Но не было жёстче и беспощаднее командира, если пищевой рацион солдат был неудовлетворителен, махорку приносили сырой, смена выстиранного нижнего белья или портянок запаздывала. Словом, при малейшем нарушении солдатского довольствия он приходил в такое неистовство, что, случалось, у него кровь шла носом, так он кричал в трубку полевого телефона, требуя предать виновного трибуналу.
Но был отходчив, если виноватый каялся, и чем унизительнее каялся, тем скорее Пугачёв прощал его.

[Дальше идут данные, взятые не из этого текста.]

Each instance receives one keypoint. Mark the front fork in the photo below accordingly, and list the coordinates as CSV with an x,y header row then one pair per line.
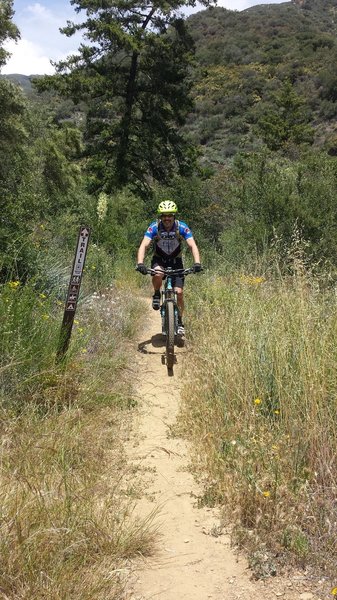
x,y
169,298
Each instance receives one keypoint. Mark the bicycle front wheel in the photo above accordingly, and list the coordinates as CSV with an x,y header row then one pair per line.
x,y
169,334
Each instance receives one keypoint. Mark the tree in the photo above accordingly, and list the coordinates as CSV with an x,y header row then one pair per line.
x,y
286,120
133,73
7,28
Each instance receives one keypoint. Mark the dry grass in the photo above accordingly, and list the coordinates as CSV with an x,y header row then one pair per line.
x,y
261,408
67,527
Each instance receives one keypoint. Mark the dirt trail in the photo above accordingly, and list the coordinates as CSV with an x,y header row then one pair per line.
x,y
194,560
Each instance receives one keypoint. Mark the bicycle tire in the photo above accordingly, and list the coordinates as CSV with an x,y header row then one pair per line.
x,y
169,315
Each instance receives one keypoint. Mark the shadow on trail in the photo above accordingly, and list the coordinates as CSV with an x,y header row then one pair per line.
x,y
156,341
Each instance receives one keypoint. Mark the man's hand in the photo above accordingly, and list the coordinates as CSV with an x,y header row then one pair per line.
x,y
141,268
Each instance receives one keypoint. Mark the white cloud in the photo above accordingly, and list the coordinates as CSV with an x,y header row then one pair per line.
x,y
41,40
27,59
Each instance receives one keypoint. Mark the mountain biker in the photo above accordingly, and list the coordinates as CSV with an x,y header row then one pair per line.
x,y
167,233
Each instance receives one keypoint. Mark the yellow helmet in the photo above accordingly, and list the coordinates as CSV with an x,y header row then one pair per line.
x,y
167,207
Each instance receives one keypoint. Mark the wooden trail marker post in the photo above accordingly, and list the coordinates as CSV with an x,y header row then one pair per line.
x,y
73,291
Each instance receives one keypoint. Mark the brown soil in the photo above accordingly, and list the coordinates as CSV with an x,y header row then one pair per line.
x,y
194,559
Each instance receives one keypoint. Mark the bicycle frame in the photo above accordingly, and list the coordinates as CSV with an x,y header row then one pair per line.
x,y
169,295
169,310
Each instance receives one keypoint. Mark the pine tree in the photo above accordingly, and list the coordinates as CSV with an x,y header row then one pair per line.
x,y
133,73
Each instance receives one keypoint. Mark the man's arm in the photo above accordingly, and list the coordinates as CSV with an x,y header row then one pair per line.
x,y
194,249
142,249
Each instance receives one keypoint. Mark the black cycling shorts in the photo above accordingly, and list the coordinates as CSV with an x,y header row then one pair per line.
x,y
174,263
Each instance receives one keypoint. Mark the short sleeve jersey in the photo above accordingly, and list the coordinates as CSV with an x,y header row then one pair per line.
x,y
184,230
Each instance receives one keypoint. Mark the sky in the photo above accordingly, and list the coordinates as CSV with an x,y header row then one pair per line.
x,y
41,40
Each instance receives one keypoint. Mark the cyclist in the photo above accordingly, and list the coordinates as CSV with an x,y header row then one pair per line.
x,y
167,233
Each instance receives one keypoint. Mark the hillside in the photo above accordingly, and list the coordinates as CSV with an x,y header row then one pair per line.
x,y
243,61
251,69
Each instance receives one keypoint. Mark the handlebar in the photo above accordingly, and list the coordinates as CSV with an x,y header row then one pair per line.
x,y
171,272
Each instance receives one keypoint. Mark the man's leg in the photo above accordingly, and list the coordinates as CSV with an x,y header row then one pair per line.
x,y
156,282
180,300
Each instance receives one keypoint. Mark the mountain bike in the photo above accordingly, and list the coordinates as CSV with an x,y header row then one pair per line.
x,y
169,309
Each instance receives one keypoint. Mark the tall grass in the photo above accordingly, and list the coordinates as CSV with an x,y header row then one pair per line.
x,y
261,408
66,504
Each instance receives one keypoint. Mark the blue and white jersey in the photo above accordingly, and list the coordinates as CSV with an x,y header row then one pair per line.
x,y
184,230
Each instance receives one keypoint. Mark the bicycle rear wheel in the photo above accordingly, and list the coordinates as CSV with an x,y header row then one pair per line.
x,y
169,314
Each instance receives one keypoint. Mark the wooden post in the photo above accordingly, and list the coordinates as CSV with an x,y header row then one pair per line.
x,y
73,292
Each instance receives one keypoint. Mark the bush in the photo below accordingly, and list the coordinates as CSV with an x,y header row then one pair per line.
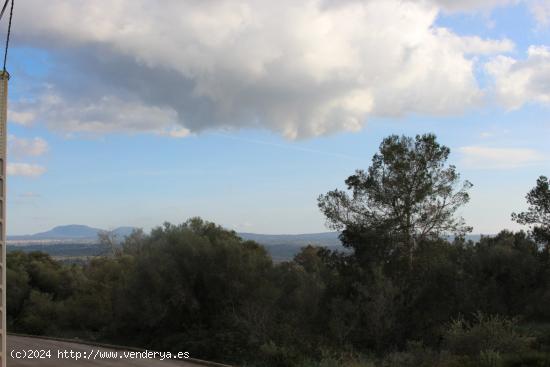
x,y
492,333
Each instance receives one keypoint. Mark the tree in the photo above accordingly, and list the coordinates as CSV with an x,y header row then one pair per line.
x,y
537,215
408,194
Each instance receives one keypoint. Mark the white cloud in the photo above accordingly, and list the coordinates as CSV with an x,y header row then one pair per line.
x,y
521,81
20,147
298,68
482,157
25,169
29,195
541,11
22,118
472,5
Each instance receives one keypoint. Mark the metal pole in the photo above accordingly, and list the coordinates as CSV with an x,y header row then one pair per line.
x,y
4,77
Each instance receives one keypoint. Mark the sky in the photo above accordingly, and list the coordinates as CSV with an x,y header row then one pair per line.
x,y
137,112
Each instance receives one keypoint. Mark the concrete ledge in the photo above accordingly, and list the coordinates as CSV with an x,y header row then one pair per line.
x,y
114,346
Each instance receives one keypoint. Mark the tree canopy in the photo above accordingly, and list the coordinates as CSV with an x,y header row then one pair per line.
x,y
409,193
537,215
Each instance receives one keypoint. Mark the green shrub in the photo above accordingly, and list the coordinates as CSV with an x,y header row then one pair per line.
x,y
486,333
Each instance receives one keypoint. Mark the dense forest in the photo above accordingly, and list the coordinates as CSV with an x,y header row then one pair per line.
x,y
402,294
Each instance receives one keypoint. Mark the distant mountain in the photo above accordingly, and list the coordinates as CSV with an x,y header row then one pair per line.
x,y
71,232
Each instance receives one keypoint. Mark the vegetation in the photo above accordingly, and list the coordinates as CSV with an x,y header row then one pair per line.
x,y
401,295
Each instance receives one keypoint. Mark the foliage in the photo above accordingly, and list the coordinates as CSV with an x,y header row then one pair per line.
x,y
407,195
538,214
199,288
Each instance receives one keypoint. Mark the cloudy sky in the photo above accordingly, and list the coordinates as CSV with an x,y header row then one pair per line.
x,y
136,112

До войны Пугачёв занимал пост заместителя начальника снабжения одной из крупных геологоразведочных экспедиций на Крайнем Севере. Но в конторе бывал редко, кочуя с геологоразведочными партиями, где он с удовольствием брался за любую работу, лишь бы не сидеть в конторе. Его любили за общительность, беспечность, отвагу и всегдашнюю готовность к риску, поэтому прощали как существенные недостатки по линии его прямой должности, так и некоторые изъяны в характере, вздорную вспыльчивость и попытки командовать другими без всякого на то основания.
В первый год войны, будучи командиром расчёта 45-миллиметрового орудия, он принял бой на железнодорожном переезде с танками противника. Танки без риска порвать гусеницы на железнодорожных рельсах не могли обойти батарею с флангов и вынуждены были атаковать её в лоб на самом переезде.

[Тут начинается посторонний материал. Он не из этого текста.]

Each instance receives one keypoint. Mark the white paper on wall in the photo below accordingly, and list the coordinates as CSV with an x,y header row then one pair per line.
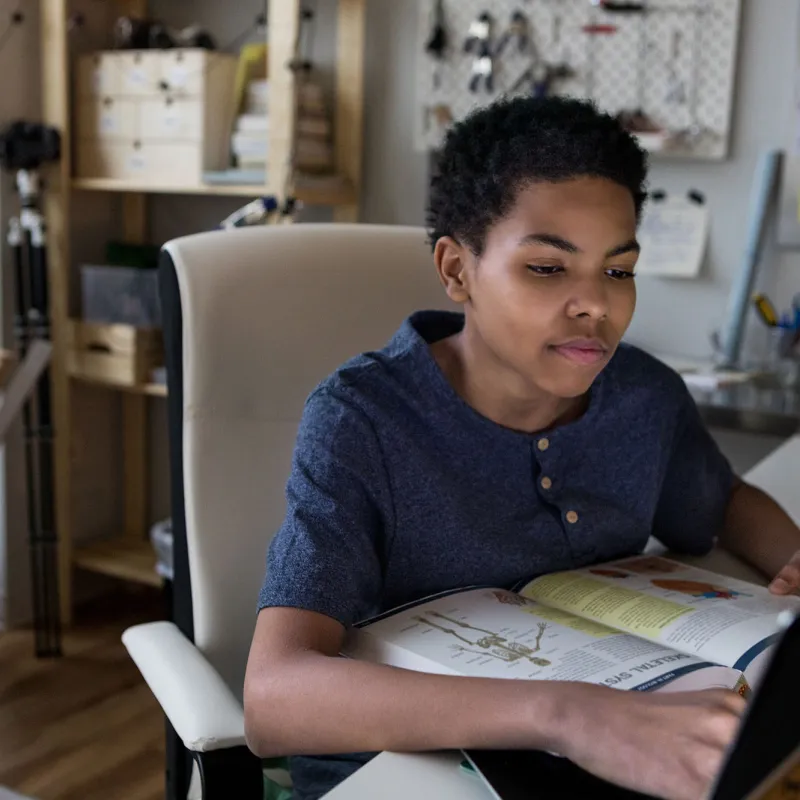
x,y
674,238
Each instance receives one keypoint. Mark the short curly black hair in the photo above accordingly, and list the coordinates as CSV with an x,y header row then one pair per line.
x,y
493,153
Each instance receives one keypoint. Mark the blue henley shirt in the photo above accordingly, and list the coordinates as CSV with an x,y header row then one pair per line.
x,y
399,489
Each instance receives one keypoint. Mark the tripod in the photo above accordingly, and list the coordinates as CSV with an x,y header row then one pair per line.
x,y
26,238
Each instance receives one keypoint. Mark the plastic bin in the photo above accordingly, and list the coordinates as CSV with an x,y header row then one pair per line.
x,y
121,295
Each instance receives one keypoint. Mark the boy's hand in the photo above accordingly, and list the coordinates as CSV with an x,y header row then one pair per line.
x,y
667,745
787,580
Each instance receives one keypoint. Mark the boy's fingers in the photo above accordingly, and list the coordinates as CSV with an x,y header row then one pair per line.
x,y
788,579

После трёх суток боя Пугачёв с оставшимся полуживым подносчиком продолжал вести огонь, чёрный от копоти, угоревший от порохового газа, оглохший, бешеный в своей ненависти, в рваном окровавленном обмундировании, он пришёл в такое исступленное состояние, что, когда подошли свои танки и открыли по машинам противника огонь и командир части, выйдя из танка, бросился к Пугачёву, чтобы обнять, Пугачёв крикнул на него злобно и сипло: «Чего надо? Подавай!» - и кивнул на разбитый зарядный ящик, у которого сидел на корточках обессиленный подносчик с вытекшими от ударной волны глазами и держал на согнутой руке снаряд, как грудного младенца.
После госпиталя и высокого ордена Пугачёва в соответствии с его прежней мирной должностью назначили начальником вещснабжения, что он расценил как личное оскорбление и был вполне удовлетворён, когда после эпизода на батарее, уже иного характера, его снизили на батальон.
К Петухову Пугачёв относился снисходительно.
- Ты уже ротой командуешь, но воюешь как бухгалтер.
- Почему как бухгалтер? - спрашивал Петухов.
- А потому! - резко говорил Пугачёв. - Я тебе приказываю: доложить, как выполнили задачу! А ты вякаешь: Семенов ранен, у станкового кожух пробит и ещё какие-то повреждения, у санинструктора кончились ампулы с противостолбнячной жидкостью. Разве так докладывают?
- Я же вам сказал: на указанный рубеж вышли.
- Значит, первое - задачу выполнил! Второе - потери противника? Трофеи? А ты о чем лепетал?